Background: One every common aesthetic facial concern is underrate hollowing. This is a general term and differs based on a congenital or aging created deficiency. A congenital under eye problem is a bony deficiency (lack of forward growth projection) while an age-related under eye problem is usually soft tissue related (fat atrophy). In the severest of cases a congenital under eye issue can be exacerbated in severity as one ages.
One defining aspect of a skeletal deficiency in a young under eye hollowing patient is the presence of a negative orbital vector. This well known assessment seen in profile view is when the cornea of the eye sticks out further than the projection of the infraorbital rim. It is the sine qua non of an infraorbital rim deficiency. There is usually excessive scleral show due to lid retraction and there may be some dry eye symptoms as well. On thorough ophthalmologic examination corneal changes may also be present.
In the negative orbital vector patient the definitive improvement comes from skeletal augmentation. Synthetic fillers and fat injections may be tried but they will ultimately be unsatisfactory. Soft tissue volume simply does not provide enough push or augmentation effect. But in using implants its footprint must essentially be that of an infraorbital-lateral orbital rim skeletal expansion effect. To correct a bone problem the implant should create a skeletal expansion effect…expand the natural bony contours as if that was the way they were intended to develop. This is why any form of a standard implant, what I call a spot augmentation, is simply inadequate.
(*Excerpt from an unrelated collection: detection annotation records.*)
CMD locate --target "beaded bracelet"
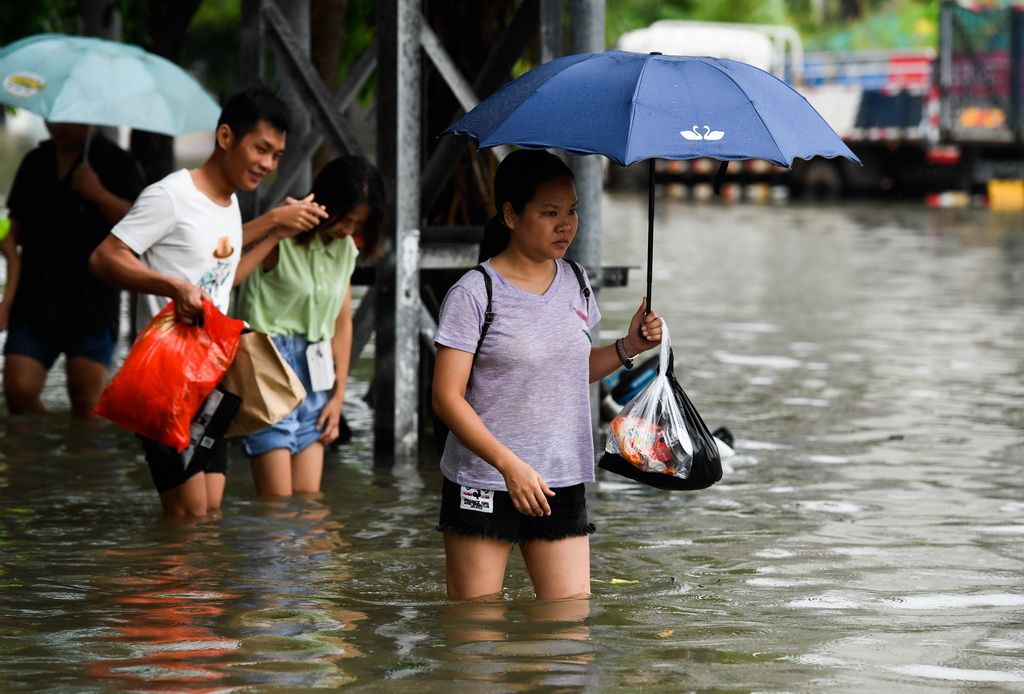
[615,338,633,368]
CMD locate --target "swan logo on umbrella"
[3,73,46,98]
[679,125,725,140]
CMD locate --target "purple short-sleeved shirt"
[435,260,601,490]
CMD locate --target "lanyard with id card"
[306,249,336,393]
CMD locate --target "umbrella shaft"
[647,159,654,313]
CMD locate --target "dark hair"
[479,149,574,262]
[295,157,388,262]
[217,87,292,139]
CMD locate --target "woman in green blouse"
[239,157,387,496]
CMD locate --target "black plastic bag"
[598,321,722,490]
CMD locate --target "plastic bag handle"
[657,318,673,375]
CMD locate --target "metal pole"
[278,0,312,194]
[569,0,604,290]
[541,0,565,62]
[569,0,604,462]
[374,0,422,464]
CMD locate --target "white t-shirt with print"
[111,169,242,330]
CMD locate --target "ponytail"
[477,215,512,263]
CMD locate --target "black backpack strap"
[473,265,495,361]
[565,258,590,312]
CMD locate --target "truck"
[612,2,1024,199]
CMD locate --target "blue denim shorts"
[3,322,118,371]
[242,335,328,457]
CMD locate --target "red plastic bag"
[95,301,245,452]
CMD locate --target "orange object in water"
[95,301,245,451]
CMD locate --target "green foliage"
[0,0,82,46]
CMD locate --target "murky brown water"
[0,183,1024,693]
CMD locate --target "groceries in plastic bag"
[598,320,722,489]
[96,301,245,452]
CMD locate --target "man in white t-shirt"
[89,88,325,516]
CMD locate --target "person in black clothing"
[0,123,145,419]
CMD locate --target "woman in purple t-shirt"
[433,149,662,600]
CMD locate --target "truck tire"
[801,161,843,201]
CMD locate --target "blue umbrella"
[442,50,860,308]
[0,34,220,135]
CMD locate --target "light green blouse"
[238,233,358,342]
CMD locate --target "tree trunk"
[309,0,348,176]
[131,0,202,183]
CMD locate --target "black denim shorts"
[135,434,228,491]
[437,478,595,545]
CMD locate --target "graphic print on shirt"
[199,236,234,310]
[572,306,594,345]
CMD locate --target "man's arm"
[89,234,211,324]
[242,193,327,249]
[232,193,327,287]
[0,219,22,331]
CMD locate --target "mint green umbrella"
[0,34,220,135]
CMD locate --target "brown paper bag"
[220,331,306,436]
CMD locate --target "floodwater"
[0,189,1024,694]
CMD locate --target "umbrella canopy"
[444,50,860,167]
[442,50,860,309]
[0,34,220,135]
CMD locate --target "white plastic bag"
[604,320,693,479]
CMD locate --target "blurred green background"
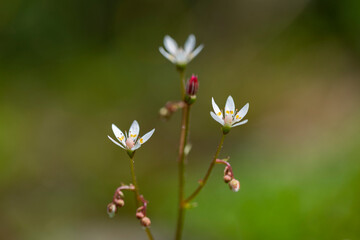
[0,0,360,240]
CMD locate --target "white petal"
[159,47,175,63]
[184,34,196,54]
[111,124,125,146]
[189,44,204,60]
[129,120,140,141]
[108,136,125,149]
[211,98,223,119]
[164,35,178,55]
[234,103,249,122]
[138,128,155,144]
[131,142,141,151]
[225,96,235,116]
[210,111,224,126]
[231,119,248,127]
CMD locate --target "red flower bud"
[136,212,145,219]
[186,74,199,96]
[140,217,151,227]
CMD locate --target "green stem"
[176,67,185,100]
[175,68,190,240]
[130,152,154,240]
[184,134,225,205]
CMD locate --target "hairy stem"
[177,67,185,100]
[130,155,154,240]
[183,134,225,205]
[175,68,190,240]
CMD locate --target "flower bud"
[114,198,125,207]
[186,74,199,96]
[136,212,145,219]
[229,178,240,192]
[140,217,151,227]
[107,203,117,218]
[224,175,232,183]
[115,189,124,199]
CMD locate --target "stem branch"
[184,134,225,205]
[130,155,154,240]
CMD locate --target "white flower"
[159,34,204,66]
[108,120,155,151]
[210,96,249,127]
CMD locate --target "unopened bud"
[115,190,124,199]
[229,178,240,192]
[136,212,145,219]
[159,107,170,118]
[136,206,144,212]
[224,175,232,183]
[186,74,199,96]
[114,198,125,207]
[107,203,117,218]
[140,217,151,227]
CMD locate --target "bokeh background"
[0,0,360,240]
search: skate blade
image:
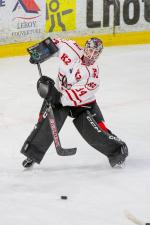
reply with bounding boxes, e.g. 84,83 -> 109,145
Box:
113,162 -> 126,169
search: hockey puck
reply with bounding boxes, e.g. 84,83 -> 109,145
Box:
61,195 -> 68,200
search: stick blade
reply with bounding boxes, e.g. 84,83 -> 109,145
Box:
57,148 -> 77,156
124,210 -> 145,225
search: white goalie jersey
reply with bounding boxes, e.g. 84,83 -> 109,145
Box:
53,39 -> 100,106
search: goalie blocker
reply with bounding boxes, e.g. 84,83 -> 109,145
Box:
21,102 -> 128,167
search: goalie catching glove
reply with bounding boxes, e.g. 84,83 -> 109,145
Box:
37,76 -> 62,105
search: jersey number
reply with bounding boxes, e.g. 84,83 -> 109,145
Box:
61,53 -> 71,65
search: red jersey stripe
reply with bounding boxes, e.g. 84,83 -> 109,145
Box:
65,90 -> 77,106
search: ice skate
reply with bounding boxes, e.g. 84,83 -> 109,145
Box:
22,158 -> 35,168
109,145 -> 128,168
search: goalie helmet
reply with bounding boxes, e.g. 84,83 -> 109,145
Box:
84,38 -> 103,65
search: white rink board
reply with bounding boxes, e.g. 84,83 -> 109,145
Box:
0,0 -> 150,45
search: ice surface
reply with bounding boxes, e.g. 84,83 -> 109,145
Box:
0,45 -> 150,225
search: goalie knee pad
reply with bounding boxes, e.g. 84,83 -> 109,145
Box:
73,111 -> 124,157
21,118 -> 53,163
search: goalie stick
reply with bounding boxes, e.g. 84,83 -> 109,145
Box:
125,211 -> 150,225
37,63 -> 77,156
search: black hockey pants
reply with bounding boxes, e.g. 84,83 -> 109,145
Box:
21,102 -> 122,163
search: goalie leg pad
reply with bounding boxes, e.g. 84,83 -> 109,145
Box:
73,111 -> 124,157
21,107 -> 68,163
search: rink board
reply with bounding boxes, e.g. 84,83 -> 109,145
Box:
0,31 -> 150,57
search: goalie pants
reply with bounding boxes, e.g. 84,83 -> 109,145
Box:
21,101 -> 122,163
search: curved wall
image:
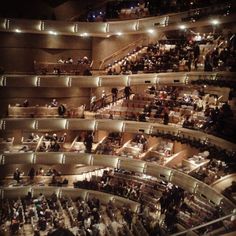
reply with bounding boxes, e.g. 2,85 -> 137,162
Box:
0,153 -> 235,213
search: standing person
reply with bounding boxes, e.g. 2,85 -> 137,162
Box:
163,111 -> 169,125
124,86 -> 132,100
84,133 -> 93,153
51,98 -> 58,107
13,168 -> 21,183
101,90 -> 107,107
28,167 -> 35,181
111,88 -> 118,103
90,95 -> 97,111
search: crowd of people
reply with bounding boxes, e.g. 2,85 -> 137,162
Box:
101,0 -> 232,21
106,31 -> 236,75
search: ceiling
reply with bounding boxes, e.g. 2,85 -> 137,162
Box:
0,0 -> 108,20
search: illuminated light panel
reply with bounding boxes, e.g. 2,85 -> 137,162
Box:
179,25 -> 186,30
80,32 -> 88,37
15,29 -> 22,33
147,29 -> 154,34
48,30 -> 58,35
211,20 -> 220,25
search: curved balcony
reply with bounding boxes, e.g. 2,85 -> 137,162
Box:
0,4 -> 235,37
1,153 -> 235,213
0,118 -> 236,151
0,71 -> 236,88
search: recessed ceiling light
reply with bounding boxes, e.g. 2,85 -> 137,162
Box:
212,20 -> 219,25
147,29 -> 154,34
48,30 -> 57,35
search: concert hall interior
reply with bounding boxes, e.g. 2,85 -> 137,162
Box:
0,0 -> 236,236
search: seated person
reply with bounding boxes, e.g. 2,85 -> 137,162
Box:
27,133 -> 39,142
39,142 -> 48,152
23,99 -> 29,107
58,133 -> 67,143
48,140 -> 60,152
51,98 -> 58,107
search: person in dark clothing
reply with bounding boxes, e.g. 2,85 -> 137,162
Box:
13,168 -> 20,183
58,104 -> 66,117
111,88 -> 118,103
163,112 -> 169,125
28,167 -> 35,180
124,86 -> 132,100
23,99 -> 29,107
84,133 -> 93,153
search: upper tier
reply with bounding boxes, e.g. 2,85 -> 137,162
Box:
0,3 -> 235,37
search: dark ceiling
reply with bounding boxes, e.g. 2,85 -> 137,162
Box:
0,0 -> 108,20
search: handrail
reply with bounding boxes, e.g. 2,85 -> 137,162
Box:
99,37 -> 147,70
171,212 -> 236,236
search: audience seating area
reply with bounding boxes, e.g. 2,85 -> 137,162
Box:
106,35 -> 236,75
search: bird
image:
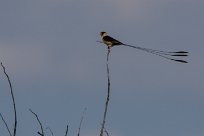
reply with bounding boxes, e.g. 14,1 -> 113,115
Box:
100,31 -> 188,63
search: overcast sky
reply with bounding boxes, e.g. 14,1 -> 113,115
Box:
0,0 -> 204,136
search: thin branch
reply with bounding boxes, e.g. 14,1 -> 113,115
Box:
29,109 -> 45,136
77,108 -> 86,136
65,125 -> 69,136
0,113 -> 12,136
100,47 -> 111,136
1,62 -> 17,136
46,127 -> 54,136
104,128 -> 110,136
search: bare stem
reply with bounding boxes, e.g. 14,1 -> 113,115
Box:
1,62 -> 17,136
46,127 -> 54,136
65,125 -> 69,136
100,47 -> 111,136
29,109 -> 45,136
0,113 -> 12,136
77,108 -> 86,136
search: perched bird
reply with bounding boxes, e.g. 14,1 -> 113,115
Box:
100,32 -> 188,63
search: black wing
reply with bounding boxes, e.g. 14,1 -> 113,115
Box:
103,36 -> 123,45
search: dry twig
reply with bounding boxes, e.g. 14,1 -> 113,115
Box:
65,125 -> 69,136
100,47 -> 111,136
29,109 -> 45,136
1,62 -> 17,136
77,108 -> 86,136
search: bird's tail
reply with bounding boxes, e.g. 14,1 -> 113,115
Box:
122,44 -> 188,63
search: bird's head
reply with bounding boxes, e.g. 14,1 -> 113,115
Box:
100,32 -> 108,37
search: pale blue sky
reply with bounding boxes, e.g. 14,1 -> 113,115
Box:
0,0 -> 204,136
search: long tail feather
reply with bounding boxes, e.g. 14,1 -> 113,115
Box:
122,44 -> 188,63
This is the benefit of a custom implant design in the negative orbital vector patient.
While an implant addresses the bony deficiency and helps drive up the lower eyelid to some degree, direct lengthening of the lower eyelid via spacer grafts is a great addition to what the effect of a custom infraorbital-malar (IOM) implant can achieve.
Case Study: This young male had infraorbital rim-malar recession with excessive scleral show and dry eyes. As a result he had pseudo orbital proptosis. (Bulging eyes but not due to the eyes actually being too protrusive) Custom infraorbital-lateral orbital implants were designed and placed through lower eyelid incisions.
At the same time lower eyelid spacer grafts were placed (medium thickness Alloderm) between the tarsus superiorly and the orbicularis muscle inferiorly.
When seen nearly one year later the improvement in lower orbital projection and lower eyelid position was very evident. The amount of scleral show was reduced and the severity of his dry eye symptoms reduced. (Notice that I said reduced not eliminated)
When it comes to the negative orbital vector patient the anatomic problem is of a combined hard and soft tissue composition. Combining lower orbital skeletal expansion and soft tissue lower eyelid lengthening is the most effective approach. The use of contemporary custom implant designing with lower eyelid soft tissue lengthening offers the patient the best chance for improvement. And as this case shows any dry eye symptoms should show some signs of improvement.
Key Points:
1) The negative orbital vector can be improved by a custom IOM implant design through periorbital bony expansion.
2) A lower eyelid spacer graft can be a good addition to the custom IOM implant to help drive up the lower eyelid position.
3) In the dry eye negative orbital vector patient some reduction in corneal irritation can usually be achieved.